No caos que se seguiu, o marido de Salma, Dil Mohammed, foi morto. “Não podíamos vê-lo no caos. Eu fui a algum lugar com meus filhos e ele foi a outro lugar”, diz ela, com a voz embargada. “Mais tarde, as pessoas nos informaram que meu marido havia morrido – seu cérebro havia saído da cabeça.”
Salma e seus filhos também ficaram feridos no ataque. “Estou machucada no peito, na mão, na testa e na perna”, ela detalha. “Os dedos da minha filha foram separados da mão dela, restando apenas o polegar. Outra filha ficou ferida na coxa.”
Conseguiram chegar a Bangladesh no dia 4 de novembro, seguindo outros que estavam em fuga. “Enfrentámos grandes dificuldades e de alguma forma conseguimos chegar à costa do Bangladesh”, diz Salma. Eles receberam tratamento médico no hospital da Organização Internacional para as Migrações. Esses, diz ela, os fragmentos da bomba foram retirados em uma operação. “Guardei todos os fragmentos que foram retirados dos meus ferimentos”, observa ela.
Agora residente no Campo N.º 24 em Leda, Salma enfrenta a difícil tarefa de reconstruir a sua vida sem o marido. Apesar das perdas, ela mantém ligações com outras famílias deslocadas. “Estou conectado com um. É a filha da irmã mais velha do meu marido. O marido dela está vivo, mas ferido nas duas pernas.”
A crise mais ampla
As histórias de Humaira e Salma são emblemáticas da crise humanitária mais ampla que se desenrola ao longo da fronteira entre o Bangladesh e Mianmar. Este ano, milhares de pessoas arriscaram tudo para escapar ao conflito cada vez mais intenso entre o Exército Arakan e os militares de Myanmar.
Muitos tentam entrar em Bangladesh à noite com a ajuda de corretores que exigem taxas exorbitantes, às vezes equivalentes às suas economias de uma vida inteira. “As pessoas compartilharam conosco que têm medo de procurar assistência, pois isso pode colocá-las em risco de serem exploradas ou até mesmo de serem devolvidas a Mianmar”, disse Orla Murphy, diretora nacional de Médicos Sem Fronteiras (MSF) em Bangladesh.

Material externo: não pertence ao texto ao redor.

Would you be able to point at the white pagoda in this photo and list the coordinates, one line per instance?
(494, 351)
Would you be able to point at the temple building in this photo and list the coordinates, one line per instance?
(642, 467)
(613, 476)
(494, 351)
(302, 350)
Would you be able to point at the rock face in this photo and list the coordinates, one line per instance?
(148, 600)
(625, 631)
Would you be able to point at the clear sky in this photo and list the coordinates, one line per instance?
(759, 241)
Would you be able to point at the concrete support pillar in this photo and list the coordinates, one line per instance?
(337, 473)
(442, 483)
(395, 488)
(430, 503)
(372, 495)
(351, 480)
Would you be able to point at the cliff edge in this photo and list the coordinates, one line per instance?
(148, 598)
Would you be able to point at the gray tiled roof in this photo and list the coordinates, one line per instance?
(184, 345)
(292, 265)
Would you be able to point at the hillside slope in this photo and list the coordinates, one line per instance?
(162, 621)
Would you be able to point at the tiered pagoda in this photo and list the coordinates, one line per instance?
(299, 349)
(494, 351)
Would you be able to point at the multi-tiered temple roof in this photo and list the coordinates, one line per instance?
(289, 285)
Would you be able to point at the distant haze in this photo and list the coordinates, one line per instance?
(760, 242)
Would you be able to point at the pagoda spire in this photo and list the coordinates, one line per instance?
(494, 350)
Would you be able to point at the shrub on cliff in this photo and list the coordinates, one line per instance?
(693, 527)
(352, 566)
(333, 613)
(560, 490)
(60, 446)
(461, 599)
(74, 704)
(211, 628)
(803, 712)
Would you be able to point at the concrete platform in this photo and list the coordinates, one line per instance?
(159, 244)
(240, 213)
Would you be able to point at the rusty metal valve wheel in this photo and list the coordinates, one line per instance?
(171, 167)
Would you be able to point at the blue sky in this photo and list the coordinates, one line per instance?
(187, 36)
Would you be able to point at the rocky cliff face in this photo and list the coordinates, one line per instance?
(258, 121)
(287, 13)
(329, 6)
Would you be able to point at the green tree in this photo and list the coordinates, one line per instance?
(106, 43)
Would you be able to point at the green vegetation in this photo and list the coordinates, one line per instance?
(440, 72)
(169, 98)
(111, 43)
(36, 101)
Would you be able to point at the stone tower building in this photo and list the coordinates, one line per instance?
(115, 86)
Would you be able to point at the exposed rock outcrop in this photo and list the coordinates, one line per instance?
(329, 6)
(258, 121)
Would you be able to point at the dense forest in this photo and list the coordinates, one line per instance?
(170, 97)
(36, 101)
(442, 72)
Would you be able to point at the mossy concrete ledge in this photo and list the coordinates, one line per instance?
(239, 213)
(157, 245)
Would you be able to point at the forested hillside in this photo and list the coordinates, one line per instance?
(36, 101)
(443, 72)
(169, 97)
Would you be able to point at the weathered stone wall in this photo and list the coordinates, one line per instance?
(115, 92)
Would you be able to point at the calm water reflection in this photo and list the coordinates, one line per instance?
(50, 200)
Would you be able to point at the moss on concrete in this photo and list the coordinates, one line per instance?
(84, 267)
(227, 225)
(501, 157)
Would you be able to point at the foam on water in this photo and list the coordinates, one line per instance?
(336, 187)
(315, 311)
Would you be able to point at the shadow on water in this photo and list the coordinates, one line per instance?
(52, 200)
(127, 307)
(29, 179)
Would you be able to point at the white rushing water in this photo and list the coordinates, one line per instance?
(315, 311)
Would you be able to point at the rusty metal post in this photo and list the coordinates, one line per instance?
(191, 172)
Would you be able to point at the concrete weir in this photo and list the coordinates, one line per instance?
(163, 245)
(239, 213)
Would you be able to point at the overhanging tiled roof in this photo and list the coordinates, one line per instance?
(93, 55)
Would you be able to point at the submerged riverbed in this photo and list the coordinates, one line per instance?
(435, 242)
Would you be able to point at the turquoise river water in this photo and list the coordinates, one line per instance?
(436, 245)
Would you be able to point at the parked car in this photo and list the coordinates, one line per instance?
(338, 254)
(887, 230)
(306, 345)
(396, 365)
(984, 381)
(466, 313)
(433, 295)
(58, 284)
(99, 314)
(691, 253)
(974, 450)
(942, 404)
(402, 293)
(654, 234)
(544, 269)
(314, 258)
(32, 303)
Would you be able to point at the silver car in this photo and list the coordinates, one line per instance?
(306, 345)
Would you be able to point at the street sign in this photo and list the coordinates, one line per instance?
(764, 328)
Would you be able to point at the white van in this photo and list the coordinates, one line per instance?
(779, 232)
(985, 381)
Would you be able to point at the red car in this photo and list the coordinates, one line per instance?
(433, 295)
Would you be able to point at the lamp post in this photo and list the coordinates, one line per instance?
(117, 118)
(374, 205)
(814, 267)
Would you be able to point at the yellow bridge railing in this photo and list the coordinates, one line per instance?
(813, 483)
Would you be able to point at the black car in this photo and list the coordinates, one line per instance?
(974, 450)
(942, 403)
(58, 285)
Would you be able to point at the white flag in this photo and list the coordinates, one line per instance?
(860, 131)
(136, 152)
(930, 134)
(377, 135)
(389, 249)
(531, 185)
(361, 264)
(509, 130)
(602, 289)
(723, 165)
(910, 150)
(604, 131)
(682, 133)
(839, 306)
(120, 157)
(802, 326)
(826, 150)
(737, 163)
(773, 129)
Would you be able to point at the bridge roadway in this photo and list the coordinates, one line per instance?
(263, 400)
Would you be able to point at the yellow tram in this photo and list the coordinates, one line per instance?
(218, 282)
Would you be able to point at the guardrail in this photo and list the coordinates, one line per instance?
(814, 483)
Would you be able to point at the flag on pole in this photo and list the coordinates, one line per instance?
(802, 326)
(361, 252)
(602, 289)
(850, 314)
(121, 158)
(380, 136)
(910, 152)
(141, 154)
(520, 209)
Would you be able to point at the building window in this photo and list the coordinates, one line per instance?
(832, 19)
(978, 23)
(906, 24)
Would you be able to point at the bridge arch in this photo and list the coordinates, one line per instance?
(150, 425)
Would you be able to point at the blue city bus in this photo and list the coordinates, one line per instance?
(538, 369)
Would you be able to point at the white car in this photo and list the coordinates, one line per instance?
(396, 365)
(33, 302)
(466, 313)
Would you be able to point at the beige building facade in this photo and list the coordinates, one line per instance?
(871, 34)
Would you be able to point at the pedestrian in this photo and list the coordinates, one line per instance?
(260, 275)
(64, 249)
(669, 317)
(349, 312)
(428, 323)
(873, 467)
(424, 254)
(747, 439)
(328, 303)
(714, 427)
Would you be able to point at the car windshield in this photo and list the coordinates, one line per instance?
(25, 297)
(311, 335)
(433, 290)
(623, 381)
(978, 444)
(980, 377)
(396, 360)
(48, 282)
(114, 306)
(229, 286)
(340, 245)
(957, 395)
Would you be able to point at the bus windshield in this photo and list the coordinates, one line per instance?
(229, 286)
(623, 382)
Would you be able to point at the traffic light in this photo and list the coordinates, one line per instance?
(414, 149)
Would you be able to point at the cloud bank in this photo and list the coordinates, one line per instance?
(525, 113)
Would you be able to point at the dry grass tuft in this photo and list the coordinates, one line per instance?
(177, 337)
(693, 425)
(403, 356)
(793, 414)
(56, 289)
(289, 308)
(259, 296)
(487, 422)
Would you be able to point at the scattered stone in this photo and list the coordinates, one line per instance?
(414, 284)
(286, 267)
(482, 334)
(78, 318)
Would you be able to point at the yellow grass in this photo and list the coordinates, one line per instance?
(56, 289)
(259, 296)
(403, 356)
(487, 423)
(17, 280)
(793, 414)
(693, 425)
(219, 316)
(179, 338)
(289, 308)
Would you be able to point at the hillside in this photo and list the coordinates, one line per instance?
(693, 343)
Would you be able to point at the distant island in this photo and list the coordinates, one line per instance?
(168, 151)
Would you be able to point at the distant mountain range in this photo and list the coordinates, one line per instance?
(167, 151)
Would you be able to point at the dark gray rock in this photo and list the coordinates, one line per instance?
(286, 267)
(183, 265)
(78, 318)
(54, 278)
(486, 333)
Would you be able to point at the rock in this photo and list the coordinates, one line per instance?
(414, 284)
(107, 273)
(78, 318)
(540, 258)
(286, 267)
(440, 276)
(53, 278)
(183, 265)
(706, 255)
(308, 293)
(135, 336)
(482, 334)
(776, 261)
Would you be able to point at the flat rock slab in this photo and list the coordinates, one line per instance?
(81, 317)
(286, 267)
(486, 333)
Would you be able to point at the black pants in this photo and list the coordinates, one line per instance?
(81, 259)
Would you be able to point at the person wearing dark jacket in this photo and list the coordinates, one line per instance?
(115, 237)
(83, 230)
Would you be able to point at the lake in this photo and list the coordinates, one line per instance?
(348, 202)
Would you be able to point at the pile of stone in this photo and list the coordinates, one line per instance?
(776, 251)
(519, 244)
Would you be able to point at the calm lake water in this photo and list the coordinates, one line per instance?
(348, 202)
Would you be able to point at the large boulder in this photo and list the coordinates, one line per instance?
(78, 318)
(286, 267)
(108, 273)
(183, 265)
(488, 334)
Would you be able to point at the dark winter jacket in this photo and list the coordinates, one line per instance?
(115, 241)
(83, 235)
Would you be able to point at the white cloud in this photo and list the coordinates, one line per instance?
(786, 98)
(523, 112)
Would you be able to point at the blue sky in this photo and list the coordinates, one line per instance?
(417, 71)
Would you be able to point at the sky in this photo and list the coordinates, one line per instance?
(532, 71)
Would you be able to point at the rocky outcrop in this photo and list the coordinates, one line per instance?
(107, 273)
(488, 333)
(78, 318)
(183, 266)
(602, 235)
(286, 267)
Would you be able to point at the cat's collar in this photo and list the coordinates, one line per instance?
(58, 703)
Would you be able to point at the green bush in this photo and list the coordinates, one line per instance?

Os refugiados que chegam a Cox’s Bazar entram em campos superlotados onde as rações alimentares são escassas, deixando muitos, especialmente mulheres e crianças, vulneráveis à desnutrição e à negligência. MSF relata um aumento na desnutrição entre crianças menores de 5 anos desde julho, destacando a grave falta de acesso a alimentos e cuidados de saúde durante as árduas jornadas e nos campos.
A Guarda Fronteiriça do Bangladesh enfrenta a difícil tarefa de gerir este afluxo. Os detidos são “imediatamente empurrados para trás através da cerca da fronteira” e alguns foram levados sob custódia. Tais ações correm o risco de violar o princípio da não repulsão, que proíbe o regresso forçado de indivíduos a um local onde enfrentam perseguição, tortura ou outros danos graves. Isto criou uma situação perigosa para os refugiados que não têm mais a quem recorrer, deixando-os vulneráveis a mais violência e exploração.
As histórias de Humaira e Salma fornecem uma janela para o imenso custo humano do conflito no estado de Rakhine. Múltiplos deslocamentos, violência inimaginável e perdas pessoais deixaram cicatrizes que perdurarão por muitos anos. Agora, no Bangladesh, enfrentam os desafios da vida em campos de refugiados sobrelotados, onde o acesso a alimentos, cuidados de saúde e segurança continua precário.
As suas viagens destacam o desespero daqueles que fogem da violência e a complexa crise humanitária na fronteira entre o Bangladesh e Mianmar – uma crise que continua a desenrolar-se enquanto milhares de pessoas permanecem deslocadas, apanhadas entre a escalada do conflito e futuros incertos.